Ataques a tiros em duas mesquitas na cidade de Christchurch, na Nova Zelândia, deixaram 51 mortos nesta sexta-feira (15, noite de quinta no Brasil), e ao menos 42 feridos por disparos, inclusive crianças.

O massacre foi transmitido ao vivo durante 17 minutos pelo atirador na internet, que publicou um manifesto após o ataque, no qual chamou imigrantes de "invasores".

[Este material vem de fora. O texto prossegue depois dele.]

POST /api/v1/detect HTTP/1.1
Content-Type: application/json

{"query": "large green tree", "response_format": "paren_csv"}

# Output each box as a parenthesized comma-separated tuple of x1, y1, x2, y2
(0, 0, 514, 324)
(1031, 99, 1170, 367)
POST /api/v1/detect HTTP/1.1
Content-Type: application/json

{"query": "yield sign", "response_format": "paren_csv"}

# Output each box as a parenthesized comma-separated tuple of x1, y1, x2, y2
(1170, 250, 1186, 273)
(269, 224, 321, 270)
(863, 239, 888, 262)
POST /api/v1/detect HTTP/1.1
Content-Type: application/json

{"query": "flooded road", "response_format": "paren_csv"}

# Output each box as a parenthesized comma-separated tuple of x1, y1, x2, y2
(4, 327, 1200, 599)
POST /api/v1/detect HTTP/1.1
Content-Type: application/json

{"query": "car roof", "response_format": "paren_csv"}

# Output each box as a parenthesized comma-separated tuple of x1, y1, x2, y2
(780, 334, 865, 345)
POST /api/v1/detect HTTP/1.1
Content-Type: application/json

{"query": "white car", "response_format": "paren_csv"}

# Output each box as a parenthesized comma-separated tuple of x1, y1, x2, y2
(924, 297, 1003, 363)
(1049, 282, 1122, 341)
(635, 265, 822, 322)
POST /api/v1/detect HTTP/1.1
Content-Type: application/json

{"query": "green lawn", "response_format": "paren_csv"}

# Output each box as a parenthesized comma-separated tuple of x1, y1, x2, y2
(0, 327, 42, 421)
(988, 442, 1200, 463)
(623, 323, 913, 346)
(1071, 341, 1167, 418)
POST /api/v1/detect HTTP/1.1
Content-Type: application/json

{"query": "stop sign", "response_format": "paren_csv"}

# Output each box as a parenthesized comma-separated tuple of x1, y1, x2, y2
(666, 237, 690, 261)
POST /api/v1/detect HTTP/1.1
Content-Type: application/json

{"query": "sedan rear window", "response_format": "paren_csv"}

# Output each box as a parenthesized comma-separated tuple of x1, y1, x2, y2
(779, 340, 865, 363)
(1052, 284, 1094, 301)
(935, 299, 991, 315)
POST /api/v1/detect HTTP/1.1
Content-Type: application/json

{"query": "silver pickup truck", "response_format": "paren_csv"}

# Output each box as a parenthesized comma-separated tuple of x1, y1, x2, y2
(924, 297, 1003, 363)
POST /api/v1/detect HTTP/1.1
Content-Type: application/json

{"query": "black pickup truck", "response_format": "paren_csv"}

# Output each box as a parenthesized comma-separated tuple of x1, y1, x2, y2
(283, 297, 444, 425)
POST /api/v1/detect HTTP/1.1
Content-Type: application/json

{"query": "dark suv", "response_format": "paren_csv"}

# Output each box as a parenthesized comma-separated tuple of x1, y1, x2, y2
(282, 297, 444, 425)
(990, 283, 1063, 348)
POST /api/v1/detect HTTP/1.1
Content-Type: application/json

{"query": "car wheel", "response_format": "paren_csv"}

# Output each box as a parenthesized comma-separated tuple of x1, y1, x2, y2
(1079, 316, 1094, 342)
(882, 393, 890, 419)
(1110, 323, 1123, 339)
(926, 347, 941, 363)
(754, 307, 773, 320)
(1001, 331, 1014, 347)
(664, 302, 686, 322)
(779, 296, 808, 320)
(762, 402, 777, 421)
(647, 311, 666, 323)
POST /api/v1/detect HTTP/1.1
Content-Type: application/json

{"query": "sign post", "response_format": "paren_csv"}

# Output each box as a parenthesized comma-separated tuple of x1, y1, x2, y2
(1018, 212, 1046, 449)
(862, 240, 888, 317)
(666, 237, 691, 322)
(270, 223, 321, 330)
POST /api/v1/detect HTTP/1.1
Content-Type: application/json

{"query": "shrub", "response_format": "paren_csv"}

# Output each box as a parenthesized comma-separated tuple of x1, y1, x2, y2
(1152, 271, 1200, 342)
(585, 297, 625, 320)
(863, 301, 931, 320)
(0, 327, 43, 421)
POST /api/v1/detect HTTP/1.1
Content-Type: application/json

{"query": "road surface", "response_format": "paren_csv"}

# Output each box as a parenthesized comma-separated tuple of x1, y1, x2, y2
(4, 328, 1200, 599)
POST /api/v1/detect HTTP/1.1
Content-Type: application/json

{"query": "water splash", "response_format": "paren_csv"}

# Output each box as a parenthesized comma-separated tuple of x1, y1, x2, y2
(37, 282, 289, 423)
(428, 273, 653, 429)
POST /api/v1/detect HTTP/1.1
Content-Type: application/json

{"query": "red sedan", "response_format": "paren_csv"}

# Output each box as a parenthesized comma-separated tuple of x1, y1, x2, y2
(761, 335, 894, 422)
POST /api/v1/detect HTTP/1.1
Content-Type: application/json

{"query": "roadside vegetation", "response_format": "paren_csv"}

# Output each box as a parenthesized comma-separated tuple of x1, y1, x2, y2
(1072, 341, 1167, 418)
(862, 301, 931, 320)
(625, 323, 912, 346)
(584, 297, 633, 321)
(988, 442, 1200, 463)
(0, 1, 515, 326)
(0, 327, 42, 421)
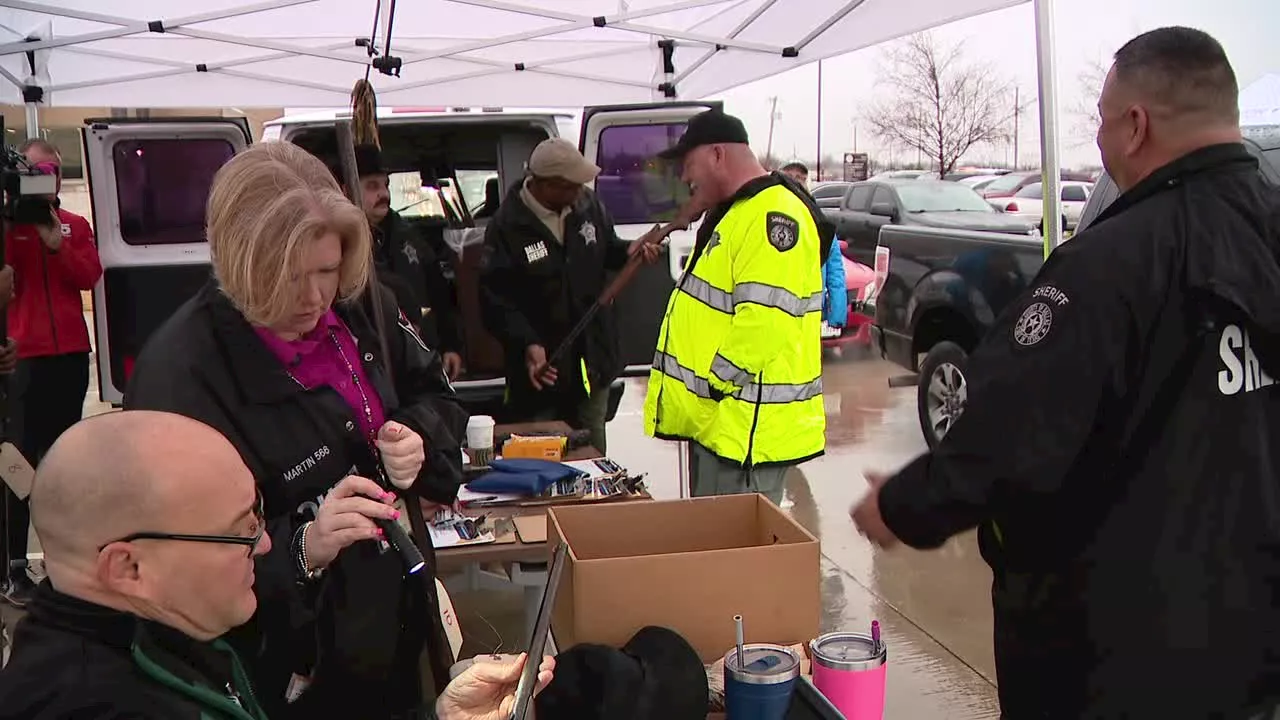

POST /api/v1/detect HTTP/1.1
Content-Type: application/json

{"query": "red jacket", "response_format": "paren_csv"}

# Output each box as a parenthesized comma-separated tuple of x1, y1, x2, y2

Testemunhas afirmaram que por volta das 13h40 local (21h40 de quinta no horário de Brasília) um homem branco vestido com trajes militares invadiu a mesquita Al Noor, no centro da cidade, e começou a atirar.  Uma delas disse que o atirador era branco, loiro e usava capacete e colete à prova de balas.

Pessoas que estavam no local afirmaram que tiveram que sair correndo para escapar dos ataques, muitos descalços —é costume tirar os sapatos dentro da mesquita. Sexta-feira é quando os templos costumam estar mais cheios, por ser um dia especial de orações para os muçulmanos.

As testemunhas descreveram ao jornal local New Zealand Herald um cenário com muito sangue e com diversos corpos espalhados pelo chão.

Presente no local no momento de ataque, Ramzan Ali disse à emissora local TVNZ que viu um homem ser atingido pelos tiros. "Eu só pensava que ele precisava ficar sem balas", declarou ele. "O que eu fiz foi basicamente esperar e rezar. Deus, por favor, acabe com a munição dele."

O atirador percorreu todas as salas do local, disparando contra os frequentadores, que tentavam fugir. Mais de 200 pessoas estavam no local no momento que os tiros começaram, incluindo um time de críquete de Bangladesh, que conseguiu escapar.

 Uma delas foi Farid Ahmed, que usa cadeiras de rodas e participava da celebração no local. 

"Todo mundo estava instalado, estava tudo calmo, tranquilo, sossegado, como costuma ser. Quando o imã começa a falar, todo mundo fica em silêncio, você pode ouvir um alfinete caindo", afirmou ele à Radio  New Zealand

"Mas, de repente, começou o tiroteio. Começou no salão principal. O atirador deve ter entrado pelo corredor principal. E eu estava no salão lateral, então não vi quem estava atirando. Mas vi que algumas pessoas estavam fugindo, passando pelo cômodo onde eu estava. Também vi algumas pessoas sangrando e mancando", completou ele.  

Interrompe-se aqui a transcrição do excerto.